Nunca me habían mirado de esa manera tan tierna…
Era la mañana de uno de esos viernes grises, que son como para suicidarse. Sin trabajo, con poco dinero en la bolsa, facturas vencidas y un clima extraño, de esos que presagian una tormenta tropical… Desde la mesita veladora, me miraba una agenda llena de teléfonos interesantes, que no sirven de nada cuando estás sin dinero y con el auto malogrado.
Decidí levantarme y salir a correr para generar un poco de endorfinas que me levantaran el ánimo. Me calcé los tenis y minutos más tarde, cuando estaba en pleno trote, recibí, en mi celular, la llamada de Carmen, una linda amiga dominicana, invitándome a desayunar a su casa, cerca de mi ruta. Acepté la invitación, advirtiéndole sobre las fachas en las que estaba y me ofreció su ducha y una camiseta limpia para sentarme a la mesa, si es que me aparecía con una baguette recién horneada y algo de prosciutto, para acompañar su queso manchego y el café colombiano de su cafetera francesa, así que seguí trotando de frente hasta Sedano’s, donde se quedó uno de mis últimos retratos del presidente Hamilton, el cual había puesto en el bolsillín de mi short deportivo, por si se me antojaba comprar un Gatorade Zero por el camino.
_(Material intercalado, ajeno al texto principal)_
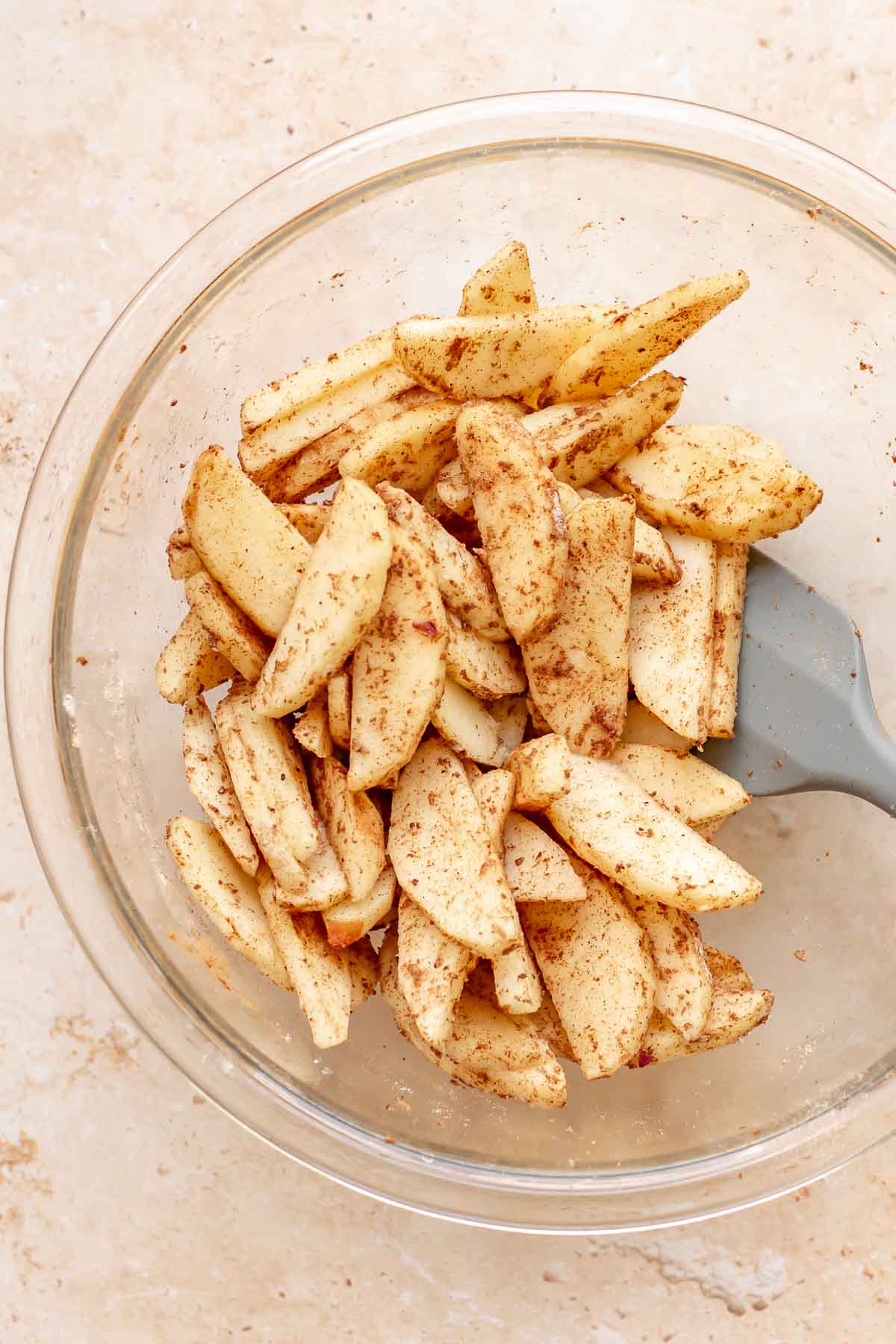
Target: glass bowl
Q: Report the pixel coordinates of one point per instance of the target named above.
(617, 196)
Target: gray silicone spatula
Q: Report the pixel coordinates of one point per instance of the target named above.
(805, 712)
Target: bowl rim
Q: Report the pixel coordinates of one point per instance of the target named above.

Al llegar a la casa de Carmen, con la compra en la mano, justo cuando estaba tocando la puerta, una jauría de perros se me abalanzó ladrando, pero sin acercarse demasiado.
Era media docena de chihuahueños, al parecer cruzados con salchicha, multicolores, más pequeños que un gato e increíblemente lindos.
Carmen me contó que un gringo loco los criaba y todos los días los botaba a la calle y no los recibía hasta la noche, para dormir, si es que estaba sobrio. Los vecinos los alimentaban por pena y nadie daba parte a la policía, por miedo a que los matasen en la perrera; además no faltaba gente que parara y se llevara uno o dos, a pedido de sus niños, pero nunca se acababan porque se reproducían como conejos, sin medida ni control.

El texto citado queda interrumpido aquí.